24.07.2015 – Haus_Thorben Wengert_pixelio.deDie Grundeigentümer Versicherung will Wohngebäudeversicherungen jetzt im Paket mit Hausratversicherungen verkaufen. Für den Kunden habe das den Vorteil, dass die Schäden aus einer Hand reguliert werden, argumentieren die Hamburger. Zum Jahresbeginn haben sie die Beiträge in der defizitären Wohngebäudeversicherung um 12,6 Prozent erhöht.

Erhebliche Belastungen hat die Grundeigentümer Versicherung derzeit zu verkraften. Im vergangenen Jahr war die Schadenquote bei dem Hamburger Unternehmen um 0,9 Prozentpunkte auf 73,4 Prozent (brutto) gestiegen. Der mit Haus & Grund kooperierende Versicherer reagiert mit drastischen Preiserhöhungen in der Wohngebäudeversicherung. Mit 25,9 Mio Euro Beitragseinnahmen (+ neun Prozent) ist dies die mit Abstand führende Sparte.
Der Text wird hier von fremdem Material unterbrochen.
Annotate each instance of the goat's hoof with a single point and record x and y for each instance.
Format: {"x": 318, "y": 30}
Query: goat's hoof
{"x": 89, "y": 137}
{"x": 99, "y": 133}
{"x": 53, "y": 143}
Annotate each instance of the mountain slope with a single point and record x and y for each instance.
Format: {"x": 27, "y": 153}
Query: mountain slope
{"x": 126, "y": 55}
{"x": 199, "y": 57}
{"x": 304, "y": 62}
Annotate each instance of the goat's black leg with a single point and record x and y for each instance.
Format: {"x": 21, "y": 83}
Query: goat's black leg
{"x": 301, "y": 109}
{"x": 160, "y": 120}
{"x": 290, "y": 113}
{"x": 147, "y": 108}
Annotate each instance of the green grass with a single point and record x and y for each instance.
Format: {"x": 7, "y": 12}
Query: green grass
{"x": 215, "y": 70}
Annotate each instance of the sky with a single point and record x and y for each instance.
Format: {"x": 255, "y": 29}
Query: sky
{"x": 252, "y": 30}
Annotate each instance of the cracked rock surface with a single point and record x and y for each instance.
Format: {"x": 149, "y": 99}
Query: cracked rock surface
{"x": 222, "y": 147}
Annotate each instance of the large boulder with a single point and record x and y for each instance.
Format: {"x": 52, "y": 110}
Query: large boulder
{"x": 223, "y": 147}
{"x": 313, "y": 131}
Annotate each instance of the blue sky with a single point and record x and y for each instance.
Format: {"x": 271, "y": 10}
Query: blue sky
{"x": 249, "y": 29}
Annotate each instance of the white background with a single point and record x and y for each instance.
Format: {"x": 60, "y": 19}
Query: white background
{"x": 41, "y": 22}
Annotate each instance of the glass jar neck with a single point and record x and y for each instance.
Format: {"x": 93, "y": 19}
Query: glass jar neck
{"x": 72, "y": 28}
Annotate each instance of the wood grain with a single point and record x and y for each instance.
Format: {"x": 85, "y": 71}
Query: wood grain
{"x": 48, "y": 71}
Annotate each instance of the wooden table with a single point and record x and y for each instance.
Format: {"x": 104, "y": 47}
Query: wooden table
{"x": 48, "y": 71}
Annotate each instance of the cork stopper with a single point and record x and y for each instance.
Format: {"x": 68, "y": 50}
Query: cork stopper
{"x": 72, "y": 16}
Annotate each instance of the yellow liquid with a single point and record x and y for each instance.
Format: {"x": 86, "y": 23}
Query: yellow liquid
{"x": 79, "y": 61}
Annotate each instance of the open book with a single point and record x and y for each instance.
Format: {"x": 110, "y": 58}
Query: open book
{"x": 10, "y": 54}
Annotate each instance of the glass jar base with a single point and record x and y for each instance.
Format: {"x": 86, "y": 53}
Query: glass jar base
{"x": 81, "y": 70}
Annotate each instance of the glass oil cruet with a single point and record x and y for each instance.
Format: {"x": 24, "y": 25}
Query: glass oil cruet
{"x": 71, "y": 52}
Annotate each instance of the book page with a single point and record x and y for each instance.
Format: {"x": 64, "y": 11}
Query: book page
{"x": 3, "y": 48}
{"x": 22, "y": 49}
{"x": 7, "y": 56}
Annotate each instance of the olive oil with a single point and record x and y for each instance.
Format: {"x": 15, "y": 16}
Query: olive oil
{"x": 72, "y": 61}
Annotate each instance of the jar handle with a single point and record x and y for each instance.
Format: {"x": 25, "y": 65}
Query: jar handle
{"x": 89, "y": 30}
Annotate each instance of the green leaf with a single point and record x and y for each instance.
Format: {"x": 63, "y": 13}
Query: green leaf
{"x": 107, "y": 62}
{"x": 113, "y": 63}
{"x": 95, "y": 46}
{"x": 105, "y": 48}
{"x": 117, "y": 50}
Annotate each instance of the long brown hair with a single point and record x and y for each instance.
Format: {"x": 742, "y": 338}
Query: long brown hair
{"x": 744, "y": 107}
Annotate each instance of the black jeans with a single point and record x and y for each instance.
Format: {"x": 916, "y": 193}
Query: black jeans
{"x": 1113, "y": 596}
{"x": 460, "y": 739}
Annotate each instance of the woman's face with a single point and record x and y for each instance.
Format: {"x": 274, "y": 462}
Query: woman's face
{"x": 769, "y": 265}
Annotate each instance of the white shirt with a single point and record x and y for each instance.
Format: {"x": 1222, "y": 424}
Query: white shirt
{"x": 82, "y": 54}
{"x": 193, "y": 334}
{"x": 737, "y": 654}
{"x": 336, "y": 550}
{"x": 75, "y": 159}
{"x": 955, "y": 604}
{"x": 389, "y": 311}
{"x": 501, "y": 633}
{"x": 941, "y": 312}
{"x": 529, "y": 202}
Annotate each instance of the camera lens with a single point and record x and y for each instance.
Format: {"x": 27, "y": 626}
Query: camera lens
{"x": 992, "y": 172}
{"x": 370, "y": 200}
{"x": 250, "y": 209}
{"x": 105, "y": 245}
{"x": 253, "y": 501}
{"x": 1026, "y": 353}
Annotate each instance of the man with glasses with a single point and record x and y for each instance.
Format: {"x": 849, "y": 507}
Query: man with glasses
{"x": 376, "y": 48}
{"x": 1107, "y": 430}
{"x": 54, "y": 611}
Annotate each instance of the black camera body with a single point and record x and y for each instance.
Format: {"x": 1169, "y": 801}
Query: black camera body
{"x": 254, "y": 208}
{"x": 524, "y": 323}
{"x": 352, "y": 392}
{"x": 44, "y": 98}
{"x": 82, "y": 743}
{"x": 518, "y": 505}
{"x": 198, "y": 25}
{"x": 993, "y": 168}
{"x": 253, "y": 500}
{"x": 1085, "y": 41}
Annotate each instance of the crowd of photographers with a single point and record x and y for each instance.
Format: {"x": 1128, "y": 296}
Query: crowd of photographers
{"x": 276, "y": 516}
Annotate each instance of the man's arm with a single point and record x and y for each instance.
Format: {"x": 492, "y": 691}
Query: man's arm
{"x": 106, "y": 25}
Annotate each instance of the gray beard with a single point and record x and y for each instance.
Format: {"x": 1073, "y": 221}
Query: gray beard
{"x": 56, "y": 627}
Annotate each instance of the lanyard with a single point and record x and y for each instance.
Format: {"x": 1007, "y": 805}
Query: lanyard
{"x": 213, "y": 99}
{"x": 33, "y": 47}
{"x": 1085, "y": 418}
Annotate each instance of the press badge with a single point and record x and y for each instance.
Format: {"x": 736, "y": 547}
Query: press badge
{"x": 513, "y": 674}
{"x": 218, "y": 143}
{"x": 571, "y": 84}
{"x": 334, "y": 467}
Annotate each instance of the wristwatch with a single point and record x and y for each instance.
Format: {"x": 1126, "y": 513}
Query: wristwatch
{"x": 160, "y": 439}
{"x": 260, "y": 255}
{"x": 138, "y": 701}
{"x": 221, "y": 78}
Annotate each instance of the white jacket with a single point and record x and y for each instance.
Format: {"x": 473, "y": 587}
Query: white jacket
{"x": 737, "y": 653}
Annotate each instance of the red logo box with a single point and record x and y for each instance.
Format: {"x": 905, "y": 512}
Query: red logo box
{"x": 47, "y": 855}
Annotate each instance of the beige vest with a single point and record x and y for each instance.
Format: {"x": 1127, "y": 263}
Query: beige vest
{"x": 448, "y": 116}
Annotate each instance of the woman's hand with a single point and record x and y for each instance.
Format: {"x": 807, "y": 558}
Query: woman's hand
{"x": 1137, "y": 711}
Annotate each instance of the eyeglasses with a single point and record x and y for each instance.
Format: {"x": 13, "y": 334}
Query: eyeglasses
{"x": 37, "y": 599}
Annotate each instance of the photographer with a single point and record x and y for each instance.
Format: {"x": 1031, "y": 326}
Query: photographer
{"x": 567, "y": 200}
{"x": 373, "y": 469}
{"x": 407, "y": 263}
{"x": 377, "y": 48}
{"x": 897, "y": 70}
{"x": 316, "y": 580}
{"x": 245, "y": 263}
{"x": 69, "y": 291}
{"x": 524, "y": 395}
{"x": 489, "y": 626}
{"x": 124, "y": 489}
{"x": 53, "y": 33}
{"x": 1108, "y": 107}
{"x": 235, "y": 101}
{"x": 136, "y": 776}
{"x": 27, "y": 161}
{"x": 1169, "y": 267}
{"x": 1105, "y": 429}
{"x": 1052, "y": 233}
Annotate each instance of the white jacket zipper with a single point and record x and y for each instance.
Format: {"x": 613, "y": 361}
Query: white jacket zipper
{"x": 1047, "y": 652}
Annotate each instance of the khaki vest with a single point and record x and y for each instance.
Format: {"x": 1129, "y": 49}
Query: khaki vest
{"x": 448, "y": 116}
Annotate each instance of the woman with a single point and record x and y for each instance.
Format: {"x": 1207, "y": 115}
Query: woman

Insgesamt stiegen die Bruttobeitragseinnahmen des Gegenseitigkeitsversicherers um 2,5 Prozent auf knapp 39 Mio. Euro.

Mit umfangreichen Maßnahmen versucht das Management die Zahlungsfähigkeit des Versicherers sicherzustellen. Im vergangenen Jahr wurde die Nachschusspflicht für die Versicherten wieder eingeführt. Abhängig von der Schadenbelastung in diesem Jahr könnten im kommenden Jahr weitere Prämienerhöhungen folgen, heißt es im Geschäftsbericht des Unternehmens.

Der Jahresüberschuss von 3,2 Mio. Euro (Vorjahr: – 1,3 Mio. Euro) nährt sich aus den Kapitalanlagen. Die Grundeigentümer hat ihre Immobilien auf die Unternehmenseigene GET Service Immobilien übertragen und dabei stille Reserven realisiert. An der Hamburger Großen Bäckerstraße 7 residiert das 1891 gegründete Unternehmen jetzt bei der GET zur Miete. Dadurch stieg das Eigenkapital von 9,6 auf 12,8 Mio Euro.

Durch verschiedene Maßnahmen realisierte man Entnahmen aus den Schwankungsrückstellungen, die von 9,1 auf knapp sechs Mio. Euro sanken. Trotz der hohen Schadenbelastung im vergangenen Jahr habe man eine Preiserhöhung für die Rückversicherung abgewendet, heißt es im Geschäftsbericht. Dafür zediert die Grundeigentümer (“Pro domo et familia”) jetzt die Hälfte ihres Haftpflichtbuchs, das im vergangenen Jahr auf 7,3 Mio. Euro (+ 5,4 Prozent) Beitragseinnahmen kam. (ba)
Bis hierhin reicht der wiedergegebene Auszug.